Common mistakes that kill projects

Vague scope. "A website with a few pages" is not a scope. A scope is a list of every page, every form, every integration, every interactive feature, by name. If it is not on the list, it is not in the project. Change the scope mid-build, and you either pay for the change or lose something else. Hidden integrations. "Oh, and we also use this scheduling tool, it should just plug in, right?" No. It probably will not "just plug in." Every third-party tool has its own API, its own quirks, its own limits. Surface every integration on day one. No decision maker. If three cofounders all have opinions and no one has final authority, the project dies in committee. Pick one person to own the decisions. Everyone else gives input, but the owner signs off. Moving goalposts. "Can we also add a blog?" "Can we also add a members area?" "Can we also add multi-language support?" These are not small additions. They are entire features. Each one extends the timeline and the budget. A good developer will push back. Let them. Reviewing at the end instead of along the way. If you see the site for the first time at launch, it is too late to change anything without starting over. Ask for checkpoints every one to two weeks. Review them seriously. Give feedback in writing. Ghosting the developer. They send content requests and you do not respond. They send a draft and it sits in your inbox for three weeks. The project does not pause gracefully when you go silent. It breaks.

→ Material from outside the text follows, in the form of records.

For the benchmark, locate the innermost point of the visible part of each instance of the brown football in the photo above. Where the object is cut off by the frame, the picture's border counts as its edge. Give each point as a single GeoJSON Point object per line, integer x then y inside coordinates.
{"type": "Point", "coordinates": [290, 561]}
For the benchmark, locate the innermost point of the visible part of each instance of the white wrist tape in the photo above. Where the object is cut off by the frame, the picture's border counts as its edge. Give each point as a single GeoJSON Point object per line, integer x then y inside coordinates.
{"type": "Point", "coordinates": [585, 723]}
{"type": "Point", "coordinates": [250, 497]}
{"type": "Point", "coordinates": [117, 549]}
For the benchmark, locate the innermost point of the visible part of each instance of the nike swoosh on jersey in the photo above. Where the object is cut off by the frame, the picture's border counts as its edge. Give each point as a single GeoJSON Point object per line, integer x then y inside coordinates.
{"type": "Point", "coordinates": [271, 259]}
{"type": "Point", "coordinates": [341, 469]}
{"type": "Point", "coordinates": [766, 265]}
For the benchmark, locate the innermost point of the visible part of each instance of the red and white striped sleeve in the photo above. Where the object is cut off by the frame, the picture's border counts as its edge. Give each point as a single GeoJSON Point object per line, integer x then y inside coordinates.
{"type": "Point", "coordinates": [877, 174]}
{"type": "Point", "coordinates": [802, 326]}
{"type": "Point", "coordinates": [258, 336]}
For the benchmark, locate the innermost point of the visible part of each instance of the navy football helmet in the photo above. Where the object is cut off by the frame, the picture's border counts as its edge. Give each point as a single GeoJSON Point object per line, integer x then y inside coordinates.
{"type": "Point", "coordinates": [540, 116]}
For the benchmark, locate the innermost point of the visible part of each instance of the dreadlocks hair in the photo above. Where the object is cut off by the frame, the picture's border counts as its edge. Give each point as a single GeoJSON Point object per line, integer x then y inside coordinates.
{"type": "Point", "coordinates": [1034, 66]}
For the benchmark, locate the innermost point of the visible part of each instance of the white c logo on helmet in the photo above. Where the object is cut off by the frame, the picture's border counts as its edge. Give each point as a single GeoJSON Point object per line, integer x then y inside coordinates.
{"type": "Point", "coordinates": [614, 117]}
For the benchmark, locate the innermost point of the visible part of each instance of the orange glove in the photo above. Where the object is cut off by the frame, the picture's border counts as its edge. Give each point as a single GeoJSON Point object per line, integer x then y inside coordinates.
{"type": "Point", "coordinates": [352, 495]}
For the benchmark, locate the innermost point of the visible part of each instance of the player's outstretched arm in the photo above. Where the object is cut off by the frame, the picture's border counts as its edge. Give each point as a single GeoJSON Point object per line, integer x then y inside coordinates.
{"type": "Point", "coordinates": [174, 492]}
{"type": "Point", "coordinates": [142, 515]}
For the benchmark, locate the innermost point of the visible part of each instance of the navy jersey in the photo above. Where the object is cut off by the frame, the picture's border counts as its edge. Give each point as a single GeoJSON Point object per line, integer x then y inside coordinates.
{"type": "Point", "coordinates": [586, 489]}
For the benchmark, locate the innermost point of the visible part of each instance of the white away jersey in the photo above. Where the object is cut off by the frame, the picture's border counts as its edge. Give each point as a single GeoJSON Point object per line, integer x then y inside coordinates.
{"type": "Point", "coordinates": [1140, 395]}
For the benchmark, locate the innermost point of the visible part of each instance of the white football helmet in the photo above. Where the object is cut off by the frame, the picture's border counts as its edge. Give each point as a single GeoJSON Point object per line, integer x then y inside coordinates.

A simple brief template you can copy

Paste this into a doc, fill it in, and hand it to any developer or agency you are considering.

Business summary What your business does, who pays you, and how. Primary goal for the website The single most important thing this site needs to do. Secondary goals Other actions that matter, in order of priority. Target users Describe two or three specific people who will use the site. Pages required List every page by name. Features required List every interactive element (forms, booking, search, login, etc). Integrations required List every third-party tool by name. Content status Who is writing and sourcing images, and when will it be ready. Design references Five sites you like, one sentence each on why. Design anti-references Three sites you dislike, one sentence each on why. Timeline Target launch date and the reason behind it. Budget Your range. Be honest. Decision maker One name. One email. One phone number. Current site (if any) URL and what is wrong with it. Anything else a developer should know Compliance requirements, accessibility standards, multi-language needs, known constraints.

What changes when you brief well

A good brief does not guarantee a good project. It does three things that give you a fighting chance.

It filters out bad developers. Anyone who skims your brief and comes back with a generic proposal is telling you they do not read carefully. Pass.

It lets good developers price accurately. The proposal you get back reflects your actual project, not an average of every project they have ever quoted.

It gives you a reference point when things get confusing mid-build. If a request falls outside the brief, everyone knows. If it falls inside, everyone knows that too. Arguments get shorter. Decisions get faster.

You are not being asked to become technical. You are being asked to be specific about your own business. That is the one part of the project only you can do. Get that right, and the rest is the developer's problem to solve.